第16話 偽アンドロイド2

 半年と経っていない短い付き合いだが、彼は時間にルーズとはかけ離れた性格だと俺は理解している。

 宣言通り、きっかりと一週間で話がある、といつもの独特のトーンで言われ、神妙に頷いた。テーブルに並べられていく理解し難い液体の入った瓶や、何かの図や数式が書かれた紙が数枚。わけが分からない。

「アンドロイドと人間は、発する周波数や匂いが異なる」

「周波数……」

「それぞれ国によって住む人間の言語が違うように、振動の数も違うんだ。我々はそれが判る」

「なら此処に入り込んできた政府の人たちみたいに、ガスマスクつけてもごまかしはきかないってことか」

「……あんなものを身につけていたらむしろ悪目立ちするだろう」

 恐らく血液の検査結果なのだろう。数式とグラフが書かれている。

「とりあえず目を通せ。分からなくていい」

「目を慣らせってことだな」

「お前の血から薬を作った。今から治験をしてもらう」

「オッケー。ちょっと緊張するけど」

「おそらく、問題はない」

「よし、どんと来い」

「……少しは不安に駆られろ」

 おそらく、という言葉がついても、アルネスならば大丈夫だというなぜか根拠のない自信があるのだ。

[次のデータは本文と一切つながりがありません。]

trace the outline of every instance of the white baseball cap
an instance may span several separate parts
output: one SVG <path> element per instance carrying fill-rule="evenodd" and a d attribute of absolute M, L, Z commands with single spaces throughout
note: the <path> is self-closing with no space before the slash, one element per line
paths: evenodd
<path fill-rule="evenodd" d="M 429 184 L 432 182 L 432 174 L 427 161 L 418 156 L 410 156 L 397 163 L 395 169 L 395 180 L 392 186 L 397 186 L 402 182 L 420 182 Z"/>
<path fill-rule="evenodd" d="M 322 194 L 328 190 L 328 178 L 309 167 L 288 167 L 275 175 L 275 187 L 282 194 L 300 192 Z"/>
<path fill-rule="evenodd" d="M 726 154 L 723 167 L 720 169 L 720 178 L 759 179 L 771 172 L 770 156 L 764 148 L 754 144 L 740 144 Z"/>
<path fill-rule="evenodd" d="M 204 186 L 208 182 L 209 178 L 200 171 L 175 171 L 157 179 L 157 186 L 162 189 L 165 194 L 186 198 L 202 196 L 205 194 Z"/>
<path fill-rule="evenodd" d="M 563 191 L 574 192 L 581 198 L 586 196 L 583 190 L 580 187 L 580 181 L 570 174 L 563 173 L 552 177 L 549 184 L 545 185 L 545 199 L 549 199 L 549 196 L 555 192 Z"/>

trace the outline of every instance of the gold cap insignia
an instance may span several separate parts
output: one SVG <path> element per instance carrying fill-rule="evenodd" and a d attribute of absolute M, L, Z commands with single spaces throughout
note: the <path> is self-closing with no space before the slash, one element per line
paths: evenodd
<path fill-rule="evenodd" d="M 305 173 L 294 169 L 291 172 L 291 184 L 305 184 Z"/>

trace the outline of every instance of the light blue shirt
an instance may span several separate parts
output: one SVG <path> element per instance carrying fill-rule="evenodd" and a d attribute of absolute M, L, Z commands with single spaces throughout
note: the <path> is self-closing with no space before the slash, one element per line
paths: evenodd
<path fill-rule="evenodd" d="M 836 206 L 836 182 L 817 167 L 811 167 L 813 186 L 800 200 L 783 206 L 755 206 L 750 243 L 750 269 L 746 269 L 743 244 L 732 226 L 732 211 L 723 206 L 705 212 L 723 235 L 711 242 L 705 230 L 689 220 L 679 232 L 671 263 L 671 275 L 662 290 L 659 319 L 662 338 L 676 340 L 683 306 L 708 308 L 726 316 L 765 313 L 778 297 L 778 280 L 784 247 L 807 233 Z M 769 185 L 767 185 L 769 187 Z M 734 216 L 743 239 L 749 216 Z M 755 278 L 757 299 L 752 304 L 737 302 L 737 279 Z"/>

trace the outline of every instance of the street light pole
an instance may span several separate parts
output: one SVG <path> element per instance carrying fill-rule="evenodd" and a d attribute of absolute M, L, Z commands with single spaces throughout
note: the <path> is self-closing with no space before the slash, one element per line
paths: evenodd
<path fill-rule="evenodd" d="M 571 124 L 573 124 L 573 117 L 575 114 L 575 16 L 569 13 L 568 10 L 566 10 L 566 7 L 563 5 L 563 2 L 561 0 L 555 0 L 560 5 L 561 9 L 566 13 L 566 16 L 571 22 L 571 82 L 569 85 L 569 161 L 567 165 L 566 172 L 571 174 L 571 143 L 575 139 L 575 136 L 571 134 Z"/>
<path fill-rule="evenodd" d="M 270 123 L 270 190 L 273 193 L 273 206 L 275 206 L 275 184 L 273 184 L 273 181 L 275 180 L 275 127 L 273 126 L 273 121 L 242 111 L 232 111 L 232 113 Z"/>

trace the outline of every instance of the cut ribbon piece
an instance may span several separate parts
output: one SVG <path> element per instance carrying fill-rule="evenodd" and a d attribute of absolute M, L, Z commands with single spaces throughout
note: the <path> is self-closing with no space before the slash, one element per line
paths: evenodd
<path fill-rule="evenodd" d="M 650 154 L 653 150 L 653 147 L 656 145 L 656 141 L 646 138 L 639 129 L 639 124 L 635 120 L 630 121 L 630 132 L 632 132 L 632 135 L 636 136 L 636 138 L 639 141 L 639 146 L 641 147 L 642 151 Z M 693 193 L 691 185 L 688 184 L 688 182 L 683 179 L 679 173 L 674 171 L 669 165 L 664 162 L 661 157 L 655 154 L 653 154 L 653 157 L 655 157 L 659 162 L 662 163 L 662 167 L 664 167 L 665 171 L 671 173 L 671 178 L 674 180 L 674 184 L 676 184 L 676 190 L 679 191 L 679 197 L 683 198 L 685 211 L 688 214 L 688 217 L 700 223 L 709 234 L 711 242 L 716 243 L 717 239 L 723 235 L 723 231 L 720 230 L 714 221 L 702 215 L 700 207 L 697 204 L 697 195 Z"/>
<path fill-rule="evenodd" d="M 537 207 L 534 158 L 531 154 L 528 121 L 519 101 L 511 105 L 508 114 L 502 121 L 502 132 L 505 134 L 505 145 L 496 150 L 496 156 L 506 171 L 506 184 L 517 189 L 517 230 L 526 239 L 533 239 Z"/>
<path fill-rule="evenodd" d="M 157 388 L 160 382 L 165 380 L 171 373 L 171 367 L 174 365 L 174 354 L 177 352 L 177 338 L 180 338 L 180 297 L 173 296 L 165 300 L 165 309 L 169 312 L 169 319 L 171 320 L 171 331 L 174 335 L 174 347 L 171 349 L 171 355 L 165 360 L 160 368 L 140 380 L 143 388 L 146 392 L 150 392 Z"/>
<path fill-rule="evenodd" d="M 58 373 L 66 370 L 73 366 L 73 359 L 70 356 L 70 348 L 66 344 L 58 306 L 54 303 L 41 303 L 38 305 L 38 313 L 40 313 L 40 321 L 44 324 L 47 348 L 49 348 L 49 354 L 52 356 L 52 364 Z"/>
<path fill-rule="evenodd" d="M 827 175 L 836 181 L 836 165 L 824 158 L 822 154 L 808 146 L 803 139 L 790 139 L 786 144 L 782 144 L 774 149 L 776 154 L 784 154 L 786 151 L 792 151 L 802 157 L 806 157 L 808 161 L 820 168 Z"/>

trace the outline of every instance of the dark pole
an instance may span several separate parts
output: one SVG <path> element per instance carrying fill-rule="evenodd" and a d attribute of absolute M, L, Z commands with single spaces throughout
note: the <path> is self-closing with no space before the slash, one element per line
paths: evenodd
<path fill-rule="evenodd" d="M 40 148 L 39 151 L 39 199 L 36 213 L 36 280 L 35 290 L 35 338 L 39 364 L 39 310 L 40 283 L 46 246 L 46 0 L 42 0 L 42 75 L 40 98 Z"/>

「アルネスって、初めて会った気がしないんだよな。昔から知り合いだったみたいに、すんなりとんと胸に収まるというか」

「………………」

 碧い瞳は潤み、色濃く揺れている。

 瞳の輝きで世界中の武器を納められるのではないか。少なくとも、ぼんやりと口を開きっぱなしになる俺はそう感じる。気が合うとは、こういうことなのだろう。

「体内の香りを、一時的に消す薬だ」

「アンドロイドに近い香りにするってこと?」

「近しい体臭にするのではなく、人間の匂いを消す。動物実験は行った。ネズミの血を取り同じ要領で作った薬を入れたところ、今まで上手くやっていた集団から疎外され、一匹だけ取り残された」

「あー、そういうことか。仲間と認識されなくなったのか」

「……心配せずとも、お前に危害を加える者がいれば、消す」

「なんか恐ろしい言葉が聞こえた気がするんだけど」

 此処にやってきた政府の者は、跡形もなく消え去った。アルネスに言わせると「お前は何も心配するな」。そういうことなのだろう。そういう世界だ。辛いだとか可哀想だとか、遺体の処理の仕方とか、気にするべき問題ではないのだ。優先順位は『生きる』こと。これに尽きる。アルネスは生きろと言った。彼の最上級の優しさが詰まった言葉だ。

「刺すぞ」

「今回は言ってくれるんだな」

「……少し、緊張している」

「そりゃあするよ。いくら信頼してるって言っても薬だし」

「お前の話ではなく、私が」

「え」

 気の抜けた瞬間、アルネスの口角が上がったのを見た。見惚れる間もなく針が肉を通り、ゆっくりと薬が押し出されていく。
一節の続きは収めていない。